The latest efforts to settle a dispute over the right of U.S. movie makers to distribute films here directly has still not cleared the air.
The first film company to attempt to exercise the right--Universal International Pictures, a distributor jointly owned by three major Hollywood studios--will try again Jan. 1. But Mike S. Pae, the distributor’s general manager here, said initial tests of the Oct. 28 agreement offered little cause for optimism.

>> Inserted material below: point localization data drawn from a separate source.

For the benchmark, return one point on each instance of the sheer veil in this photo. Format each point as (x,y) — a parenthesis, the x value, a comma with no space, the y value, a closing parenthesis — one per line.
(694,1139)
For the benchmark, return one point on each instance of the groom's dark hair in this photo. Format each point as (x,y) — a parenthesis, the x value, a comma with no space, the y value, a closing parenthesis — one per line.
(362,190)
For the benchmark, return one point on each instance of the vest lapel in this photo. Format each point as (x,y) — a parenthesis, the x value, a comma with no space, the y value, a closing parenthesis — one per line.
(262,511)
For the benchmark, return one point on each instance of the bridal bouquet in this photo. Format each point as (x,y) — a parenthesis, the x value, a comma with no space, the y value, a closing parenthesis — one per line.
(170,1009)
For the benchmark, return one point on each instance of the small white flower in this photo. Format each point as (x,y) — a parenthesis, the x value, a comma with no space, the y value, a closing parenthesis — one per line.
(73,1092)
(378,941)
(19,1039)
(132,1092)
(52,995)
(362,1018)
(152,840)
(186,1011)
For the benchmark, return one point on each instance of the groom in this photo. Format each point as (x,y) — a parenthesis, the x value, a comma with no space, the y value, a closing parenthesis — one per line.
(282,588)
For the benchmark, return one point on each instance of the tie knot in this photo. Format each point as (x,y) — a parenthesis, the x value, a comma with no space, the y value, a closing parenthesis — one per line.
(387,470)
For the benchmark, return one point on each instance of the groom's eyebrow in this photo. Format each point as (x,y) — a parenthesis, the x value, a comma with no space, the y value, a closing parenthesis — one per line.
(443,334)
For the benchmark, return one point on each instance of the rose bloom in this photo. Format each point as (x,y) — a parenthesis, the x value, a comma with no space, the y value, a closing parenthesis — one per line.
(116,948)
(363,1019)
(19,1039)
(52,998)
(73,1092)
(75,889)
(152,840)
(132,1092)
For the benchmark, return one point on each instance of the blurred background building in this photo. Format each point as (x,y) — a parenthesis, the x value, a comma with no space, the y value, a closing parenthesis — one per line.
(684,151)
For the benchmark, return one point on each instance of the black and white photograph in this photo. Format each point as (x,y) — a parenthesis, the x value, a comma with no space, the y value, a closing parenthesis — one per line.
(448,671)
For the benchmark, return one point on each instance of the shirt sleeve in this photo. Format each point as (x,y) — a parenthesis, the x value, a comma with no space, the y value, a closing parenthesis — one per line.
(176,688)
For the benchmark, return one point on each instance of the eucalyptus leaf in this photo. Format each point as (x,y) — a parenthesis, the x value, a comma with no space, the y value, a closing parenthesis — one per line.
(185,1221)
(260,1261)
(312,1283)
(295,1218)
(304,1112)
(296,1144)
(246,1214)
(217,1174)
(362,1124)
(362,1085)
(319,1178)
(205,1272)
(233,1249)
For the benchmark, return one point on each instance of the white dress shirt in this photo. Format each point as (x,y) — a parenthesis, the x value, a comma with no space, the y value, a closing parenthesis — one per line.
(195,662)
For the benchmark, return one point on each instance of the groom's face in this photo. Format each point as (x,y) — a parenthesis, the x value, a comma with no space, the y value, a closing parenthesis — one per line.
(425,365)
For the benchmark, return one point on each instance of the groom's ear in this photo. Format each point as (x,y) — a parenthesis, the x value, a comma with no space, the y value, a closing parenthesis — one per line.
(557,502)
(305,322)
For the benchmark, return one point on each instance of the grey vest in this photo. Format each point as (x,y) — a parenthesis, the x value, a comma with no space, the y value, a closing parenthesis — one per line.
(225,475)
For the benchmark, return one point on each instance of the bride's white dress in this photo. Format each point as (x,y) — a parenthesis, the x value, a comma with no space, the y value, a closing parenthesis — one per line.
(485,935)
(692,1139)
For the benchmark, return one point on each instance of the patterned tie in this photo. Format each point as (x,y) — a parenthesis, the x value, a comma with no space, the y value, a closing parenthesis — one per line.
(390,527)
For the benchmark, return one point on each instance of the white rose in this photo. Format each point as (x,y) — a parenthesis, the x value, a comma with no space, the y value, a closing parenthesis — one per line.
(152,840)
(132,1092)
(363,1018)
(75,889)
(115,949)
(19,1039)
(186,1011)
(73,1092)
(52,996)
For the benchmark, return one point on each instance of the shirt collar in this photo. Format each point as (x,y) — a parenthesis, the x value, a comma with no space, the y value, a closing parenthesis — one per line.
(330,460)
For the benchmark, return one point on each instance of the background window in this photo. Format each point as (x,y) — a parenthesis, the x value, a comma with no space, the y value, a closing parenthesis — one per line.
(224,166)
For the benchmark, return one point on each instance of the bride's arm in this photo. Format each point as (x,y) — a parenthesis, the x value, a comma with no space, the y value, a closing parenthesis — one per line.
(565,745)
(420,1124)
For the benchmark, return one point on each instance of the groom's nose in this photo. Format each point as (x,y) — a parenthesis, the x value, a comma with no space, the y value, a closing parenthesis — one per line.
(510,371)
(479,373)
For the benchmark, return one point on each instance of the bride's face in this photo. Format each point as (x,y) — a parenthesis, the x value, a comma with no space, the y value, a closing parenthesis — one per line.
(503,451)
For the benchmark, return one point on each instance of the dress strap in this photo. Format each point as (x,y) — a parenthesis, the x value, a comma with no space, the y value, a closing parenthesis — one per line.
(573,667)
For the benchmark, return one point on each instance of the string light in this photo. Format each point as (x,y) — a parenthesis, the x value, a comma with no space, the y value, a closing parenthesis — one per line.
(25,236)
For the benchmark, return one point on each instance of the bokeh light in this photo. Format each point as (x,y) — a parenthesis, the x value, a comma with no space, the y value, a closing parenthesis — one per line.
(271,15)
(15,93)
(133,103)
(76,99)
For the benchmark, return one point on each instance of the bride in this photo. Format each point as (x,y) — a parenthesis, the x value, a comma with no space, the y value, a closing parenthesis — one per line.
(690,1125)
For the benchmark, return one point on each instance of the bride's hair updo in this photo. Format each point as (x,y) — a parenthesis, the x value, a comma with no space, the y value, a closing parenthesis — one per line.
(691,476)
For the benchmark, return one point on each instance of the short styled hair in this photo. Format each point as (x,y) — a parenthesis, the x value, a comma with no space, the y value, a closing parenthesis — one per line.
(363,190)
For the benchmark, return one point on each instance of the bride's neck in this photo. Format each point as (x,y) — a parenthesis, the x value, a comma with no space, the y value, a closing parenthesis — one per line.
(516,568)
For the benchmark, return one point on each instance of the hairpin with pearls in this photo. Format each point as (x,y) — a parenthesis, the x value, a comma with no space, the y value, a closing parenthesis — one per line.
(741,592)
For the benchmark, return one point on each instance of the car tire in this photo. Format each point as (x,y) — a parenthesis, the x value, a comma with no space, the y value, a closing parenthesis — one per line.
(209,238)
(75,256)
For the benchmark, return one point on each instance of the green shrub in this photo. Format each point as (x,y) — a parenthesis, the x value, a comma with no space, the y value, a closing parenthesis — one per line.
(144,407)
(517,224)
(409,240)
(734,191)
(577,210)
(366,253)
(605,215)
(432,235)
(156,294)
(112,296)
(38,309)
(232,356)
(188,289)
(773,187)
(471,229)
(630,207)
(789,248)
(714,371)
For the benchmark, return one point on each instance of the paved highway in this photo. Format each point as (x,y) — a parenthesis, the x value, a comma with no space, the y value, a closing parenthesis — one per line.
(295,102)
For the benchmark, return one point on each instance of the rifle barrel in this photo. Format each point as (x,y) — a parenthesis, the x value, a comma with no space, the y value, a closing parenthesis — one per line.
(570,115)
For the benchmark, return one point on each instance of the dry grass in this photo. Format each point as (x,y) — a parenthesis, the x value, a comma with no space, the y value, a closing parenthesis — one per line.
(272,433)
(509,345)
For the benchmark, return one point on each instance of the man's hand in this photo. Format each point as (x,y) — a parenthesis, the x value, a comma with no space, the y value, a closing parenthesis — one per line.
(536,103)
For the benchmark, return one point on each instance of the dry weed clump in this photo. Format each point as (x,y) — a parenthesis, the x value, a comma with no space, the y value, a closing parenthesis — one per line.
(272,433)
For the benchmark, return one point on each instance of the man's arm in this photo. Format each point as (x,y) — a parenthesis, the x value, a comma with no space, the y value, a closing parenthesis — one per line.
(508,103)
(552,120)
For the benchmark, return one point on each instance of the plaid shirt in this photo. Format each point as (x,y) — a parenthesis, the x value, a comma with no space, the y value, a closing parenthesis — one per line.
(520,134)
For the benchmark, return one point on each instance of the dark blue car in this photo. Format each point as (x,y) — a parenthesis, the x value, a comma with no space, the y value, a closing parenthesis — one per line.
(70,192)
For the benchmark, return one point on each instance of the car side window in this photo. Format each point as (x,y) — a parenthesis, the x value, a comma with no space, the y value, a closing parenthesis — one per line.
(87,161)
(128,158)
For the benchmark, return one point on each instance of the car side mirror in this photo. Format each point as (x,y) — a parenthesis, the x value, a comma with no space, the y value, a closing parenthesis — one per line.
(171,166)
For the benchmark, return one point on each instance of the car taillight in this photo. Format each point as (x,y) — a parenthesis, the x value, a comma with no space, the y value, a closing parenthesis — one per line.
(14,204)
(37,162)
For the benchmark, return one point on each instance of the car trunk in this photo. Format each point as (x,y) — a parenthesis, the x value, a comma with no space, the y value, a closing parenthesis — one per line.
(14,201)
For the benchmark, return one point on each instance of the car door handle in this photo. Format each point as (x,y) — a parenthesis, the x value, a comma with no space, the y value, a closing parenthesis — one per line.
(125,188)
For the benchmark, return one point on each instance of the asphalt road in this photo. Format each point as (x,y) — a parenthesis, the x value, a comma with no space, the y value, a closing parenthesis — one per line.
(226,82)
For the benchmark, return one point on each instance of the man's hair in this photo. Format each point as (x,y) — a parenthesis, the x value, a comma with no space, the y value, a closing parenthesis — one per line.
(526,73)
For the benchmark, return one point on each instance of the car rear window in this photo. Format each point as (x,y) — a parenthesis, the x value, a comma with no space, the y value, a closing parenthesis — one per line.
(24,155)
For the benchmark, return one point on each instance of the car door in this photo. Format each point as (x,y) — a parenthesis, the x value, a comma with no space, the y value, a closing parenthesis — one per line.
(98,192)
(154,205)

Since U.S. Trade Representative Clayton K. Yeutter announced the settlement--and the Motion Picture Export Assn. of America accordingly withdrew a complaint against South Korea for alleged unfair trade practices--Universal International has been hit with a new round of demonstrations, forced to go to Hong Kong to have its movies subtitled and had six major Korean newspapers reject its advertisements.
The firm’s first film, “Fatal Attraction,” closed a disastrous seven-week run Saturday at the last of eight theaters that braved demonstrations, violence and harassment--including snakes placed in two of the theaters. A day before the run ended, five screenings attracted a total of 286 people.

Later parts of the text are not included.